いずれ、どこかで歪みは生じていたのかもしれない。
そして、その作曲を担っていた明奈が逮捕されたことで、新しくメンバーを入れ替えて、おいそれと勝手に今までの持ち曲を演奏するということが出来なくなった。
メンバー本人たちが作曲をやっていると言っても、元となるメロディやコードラインは全て明奈が作っており、他のメンバーはアレンジに徹していたのである。今まで作ったCD等にも全てそう明記されている。
著作権的にマズい。それくらいは今の栞にも理解できた。
ドラムの岸島美桜からは、その三日後にラインで、
「ごめん! 他のバンド入ることになった! さよなら!」
と、連絡が来た。
引き抜きである。ドラムというポジションには、ままあることだ。
驚きは無かった。感じる感情も持っていなかった。
ちゃっかりしてるなあ、とその翌日くらいにはようやく思えて、次に、前から声は掛かっていたんじゃないか、と思い始めた。
そうして、今に至る。
「帰ってきなさい」
全てを語り終えた栞に対し、母は言った。
「それだけ貯金があれば、引っ越し費用くらいにはなるでしょう。引っ越し手続きは管理会社の番号が……あの貰った、黄色い封筒の中のどこかに載ってるはずだから。まずはそこに電話して、退去しますって一言伝えて。それで必要な手続きは向こうが言ってくれるはずだから。

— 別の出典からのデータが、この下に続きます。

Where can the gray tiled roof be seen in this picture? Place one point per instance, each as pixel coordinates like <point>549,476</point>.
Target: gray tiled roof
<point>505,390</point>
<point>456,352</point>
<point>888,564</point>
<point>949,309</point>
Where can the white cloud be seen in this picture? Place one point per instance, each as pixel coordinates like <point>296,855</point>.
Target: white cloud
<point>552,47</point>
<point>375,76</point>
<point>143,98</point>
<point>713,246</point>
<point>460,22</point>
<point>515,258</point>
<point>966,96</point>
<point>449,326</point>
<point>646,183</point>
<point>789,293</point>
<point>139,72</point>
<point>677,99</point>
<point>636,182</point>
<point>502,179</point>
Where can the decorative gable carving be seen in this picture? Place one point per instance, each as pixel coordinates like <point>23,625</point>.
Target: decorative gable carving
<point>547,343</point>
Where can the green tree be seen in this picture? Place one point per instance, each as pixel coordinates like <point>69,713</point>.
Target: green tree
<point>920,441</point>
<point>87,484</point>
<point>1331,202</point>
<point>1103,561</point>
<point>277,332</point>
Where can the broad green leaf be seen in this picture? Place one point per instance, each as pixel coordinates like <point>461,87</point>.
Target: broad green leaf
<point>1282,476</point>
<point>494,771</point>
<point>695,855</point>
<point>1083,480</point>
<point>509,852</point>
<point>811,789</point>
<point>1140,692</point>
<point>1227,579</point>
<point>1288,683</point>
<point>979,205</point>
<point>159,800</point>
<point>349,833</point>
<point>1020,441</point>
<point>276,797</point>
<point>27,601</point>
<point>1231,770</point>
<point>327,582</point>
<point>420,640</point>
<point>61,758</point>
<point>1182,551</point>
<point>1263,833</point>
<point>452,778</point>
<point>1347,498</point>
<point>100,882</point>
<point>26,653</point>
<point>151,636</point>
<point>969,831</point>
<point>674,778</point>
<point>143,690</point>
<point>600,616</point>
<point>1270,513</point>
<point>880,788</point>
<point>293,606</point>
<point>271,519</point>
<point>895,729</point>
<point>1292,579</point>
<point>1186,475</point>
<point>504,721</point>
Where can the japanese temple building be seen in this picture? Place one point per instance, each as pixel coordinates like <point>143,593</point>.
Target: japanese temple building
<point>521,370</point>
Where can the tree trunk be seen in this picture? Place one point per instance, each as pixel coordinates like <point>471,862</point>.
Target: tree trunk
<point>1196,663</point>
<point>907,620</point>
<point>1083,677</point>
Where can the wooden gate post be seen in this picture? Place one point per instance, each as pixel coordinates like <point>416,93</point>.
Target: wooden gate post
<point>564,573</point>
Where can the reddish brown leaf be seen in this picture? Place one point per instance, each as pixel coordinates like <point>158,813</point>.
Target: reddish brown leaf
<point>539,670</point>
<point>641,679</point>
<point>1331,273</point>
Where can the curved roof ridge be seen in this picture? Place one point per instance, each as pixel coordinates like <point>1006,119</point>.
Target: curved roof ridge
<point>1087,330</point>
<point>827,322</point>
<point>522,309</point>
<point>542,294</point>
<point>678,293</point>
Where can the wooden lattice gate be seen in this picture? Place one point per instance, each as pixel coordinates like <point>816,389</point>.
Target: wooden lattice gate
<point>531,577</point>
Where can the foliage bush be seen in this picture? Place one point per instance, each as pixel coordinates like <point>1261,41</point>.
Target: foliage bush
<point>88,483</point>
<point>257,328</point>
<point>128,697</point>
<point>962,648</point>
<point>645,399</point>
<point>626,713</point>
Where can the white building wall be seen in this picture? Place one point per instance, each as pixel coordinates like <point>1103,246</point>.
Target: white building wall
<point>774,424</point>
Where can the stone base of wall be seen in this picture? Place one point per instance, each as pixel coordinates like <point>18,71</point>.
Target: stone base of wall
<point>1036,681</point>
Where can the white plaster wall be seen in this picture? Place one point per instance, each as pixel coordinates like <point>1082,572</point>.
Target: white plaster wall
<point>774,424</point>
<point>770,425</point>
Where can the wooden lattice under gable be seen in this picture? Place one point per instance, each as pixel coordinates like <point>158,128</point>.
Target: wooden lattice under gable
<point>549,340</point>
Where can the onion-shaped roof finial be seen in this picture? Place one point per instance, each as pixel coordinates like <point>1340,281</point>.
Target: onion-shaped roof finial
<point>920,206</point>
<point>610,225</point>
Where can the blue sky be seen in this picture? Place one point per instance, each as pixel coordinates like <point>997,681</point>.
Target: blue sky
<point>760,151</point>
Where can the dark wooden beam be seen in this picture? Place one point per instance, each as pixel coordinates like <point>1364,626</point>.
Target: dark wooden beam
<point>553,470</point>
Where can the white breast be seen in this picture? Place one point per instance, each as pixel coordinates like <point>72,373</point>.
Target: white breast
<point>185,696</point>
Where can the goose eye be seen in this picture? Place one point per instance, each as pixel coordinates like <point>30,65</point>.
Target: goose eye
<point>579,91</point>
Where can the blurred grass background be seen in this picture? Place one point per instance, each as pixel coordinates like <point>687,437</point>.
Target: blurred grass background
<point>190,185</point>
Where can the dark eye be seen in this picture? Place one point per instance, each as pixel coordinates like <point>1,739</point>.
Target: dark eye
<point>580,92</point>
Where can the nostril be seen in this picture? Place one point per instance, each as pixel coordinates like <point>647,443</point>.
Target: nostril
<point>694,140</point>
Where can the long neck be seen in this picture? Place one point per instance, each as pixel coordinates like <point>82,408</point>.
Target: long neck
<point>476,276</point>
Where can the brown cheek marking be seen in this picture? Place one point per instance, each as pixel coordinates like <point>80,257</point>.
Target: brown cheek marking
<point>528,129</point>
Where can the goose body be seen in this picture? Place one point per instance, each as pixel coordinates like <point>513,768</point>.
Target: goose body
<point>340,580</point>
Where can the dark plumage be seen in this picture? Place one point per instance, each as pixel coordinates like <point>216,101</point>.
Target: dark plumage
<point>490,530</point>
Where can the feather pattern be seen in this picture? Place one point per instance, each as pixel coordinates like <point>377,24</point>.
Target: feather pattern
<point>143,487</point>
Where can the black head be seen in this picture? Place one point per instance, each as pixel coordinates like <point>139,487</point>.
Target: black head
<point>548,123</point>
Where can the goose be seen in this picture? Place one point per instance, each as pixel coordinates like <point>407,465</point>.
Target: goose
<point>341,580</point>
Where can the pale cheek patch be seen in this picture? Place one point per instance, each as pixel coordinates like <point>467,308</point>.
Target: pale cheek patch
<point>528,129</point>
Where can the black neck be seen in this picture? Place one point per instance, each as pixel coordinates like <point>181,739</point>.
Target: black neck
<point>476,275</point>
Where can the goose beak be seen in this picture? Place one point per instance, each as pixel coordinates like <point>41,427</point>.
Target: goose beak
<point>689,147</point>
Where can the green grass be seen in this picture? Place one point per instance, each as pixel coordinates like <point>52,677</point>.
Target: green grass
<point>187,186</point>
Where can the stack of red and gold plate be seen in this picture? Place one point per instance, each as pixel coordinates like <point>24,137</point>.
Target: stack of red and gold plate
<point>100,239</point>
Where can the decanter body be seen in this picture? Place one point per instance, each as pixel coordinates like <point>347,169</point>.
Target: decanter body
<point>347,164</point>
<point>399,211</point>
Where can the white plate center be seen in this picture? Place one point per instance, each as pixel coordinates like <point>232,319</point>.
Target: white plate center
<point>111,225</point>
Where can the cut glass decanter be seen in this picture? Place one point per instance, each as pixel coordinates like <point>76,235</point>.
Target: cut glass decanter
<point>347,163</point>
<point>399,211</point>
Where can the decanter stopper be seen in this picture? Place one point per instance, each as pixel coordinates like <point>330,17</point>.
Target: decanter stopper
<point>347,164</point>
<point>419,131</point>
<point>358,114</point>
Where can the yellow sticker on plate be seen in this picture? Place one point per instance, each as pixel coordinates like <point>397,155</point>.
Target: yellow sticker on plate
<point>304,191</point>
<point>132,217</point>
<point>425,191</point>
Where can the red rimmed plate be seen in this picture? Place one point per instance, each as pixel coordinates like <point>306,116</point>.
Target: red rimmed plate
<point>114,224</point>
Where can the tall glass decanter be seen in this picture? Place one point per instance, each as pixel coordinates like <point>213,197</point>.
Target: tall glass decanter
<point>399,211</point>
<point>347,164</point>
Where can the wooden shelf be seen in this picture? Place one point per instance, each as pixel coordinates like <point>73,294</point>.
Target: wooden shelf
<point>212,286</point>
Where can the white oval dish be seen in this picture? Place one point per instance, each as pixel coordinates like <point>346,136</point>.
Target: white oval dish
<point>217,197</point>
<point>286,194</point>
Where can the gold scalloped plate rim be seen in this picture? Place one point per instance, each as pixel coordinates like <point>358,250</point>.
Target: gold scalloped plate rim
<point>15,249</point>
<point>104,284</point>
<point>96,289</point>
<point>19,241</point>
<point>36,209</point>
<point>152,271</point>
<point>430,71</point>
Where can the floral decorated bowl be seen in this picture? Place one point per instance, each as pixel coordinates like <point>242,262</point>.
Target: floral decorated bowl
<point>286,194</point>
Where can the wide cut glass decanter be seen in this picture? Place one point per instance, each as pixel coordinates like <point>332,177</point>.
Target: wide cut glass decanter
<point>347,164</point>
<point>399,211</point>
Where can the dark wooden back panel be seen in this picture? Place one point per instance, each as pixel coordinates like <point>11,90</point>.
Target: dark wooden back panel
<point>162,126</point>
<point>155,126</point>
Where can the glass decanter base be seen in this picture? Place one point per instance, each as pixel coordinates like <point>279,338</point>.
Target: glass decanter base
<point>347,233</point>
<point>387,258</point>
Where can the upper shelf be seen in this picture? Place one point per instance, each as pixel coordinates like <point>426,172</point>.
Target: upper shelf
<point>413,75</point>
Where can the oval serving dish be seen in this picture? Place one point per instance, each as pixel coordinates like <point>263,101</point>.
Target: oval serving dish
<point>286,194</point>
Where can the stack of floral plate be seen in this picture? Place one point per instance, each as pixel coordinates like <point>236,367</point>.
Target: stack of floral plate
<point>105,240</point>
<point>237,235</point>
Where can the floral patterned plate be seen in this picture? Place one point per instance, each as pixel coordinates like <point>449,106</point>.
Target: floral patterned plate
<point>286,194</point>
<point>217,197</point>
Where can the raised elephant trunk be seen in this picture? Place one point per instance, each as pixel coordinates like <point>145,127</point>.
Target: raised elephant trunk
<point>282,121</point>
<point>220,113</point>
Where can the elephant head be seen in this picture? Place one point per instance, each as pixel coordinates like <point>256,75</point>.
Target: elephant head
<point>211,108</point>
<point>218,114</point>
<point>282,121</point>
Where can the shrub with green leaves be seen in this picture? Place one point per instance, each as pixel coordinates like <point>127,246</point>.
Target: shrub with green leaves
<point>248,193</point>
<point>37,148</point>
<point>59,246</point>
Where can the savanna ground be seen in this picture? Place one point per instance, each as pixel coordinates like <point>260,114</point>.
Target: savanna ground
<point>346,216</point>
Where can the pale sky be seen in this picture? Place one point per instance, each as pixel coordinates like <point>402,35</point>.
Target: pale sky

残りの生活代と、家賃、光熱費考えればギリギリ足りないくらい…………まあ、行く時は、ああ言ったけど、足りない分は出してあげるから。そしたらまた電話して来なさい。それより、何で今まで電話出なかったの。本当、心配し」
「あの! お母さん!」
遮り、言う。
「やっぱり、帰らなきゃ、駄目?」
せっかく。
せっかく、ここまでやってきたのに。ここまで上手くいっていたのに。こんな終わり方なのか。帰るしかないのか。いや、それより、地元に帰ること事態が嫌だ。今の栞の状態を、知り合いに見られるのが何よりも嫌だ。親も友達も。近所のガキ共にだって。みんながみんな。
なにせ、自分は――。
「当たり前でしょ。中卒で。これからどうするつもりなの」
そう。
栞は中卒だった。
高卒、ですらない。高校には行かなかった。
バンドと進学を天秤に掛けて、バンドを取ったのだ。もちろん周囲からの猛反対を受けた。お父さんは首を頑として振らなかったし、先生も友達も応援はしてくれたけど、進学だけはしといた方がいいよ、と最後には言っていた。
メンバー四人で音楽の道を取ったのだ。あの時はその選択がとても素晴らしく思えた。
お母さんだけは何も言わなかった。
必要なことだけ言って、「頑張れ」と、ただ一言。それだけ。
なのに。
「別に今から高校行ったって良いでしょ。普通の高校が嫌なら通信制だってあるし」
通信制。
友達はなんて思うだろうか。想像するだけで吐き気がする。かと言って今から普通の高校に行っても来年春に受験ということになる。ダブるのだ。この歳にして。死にたくなった。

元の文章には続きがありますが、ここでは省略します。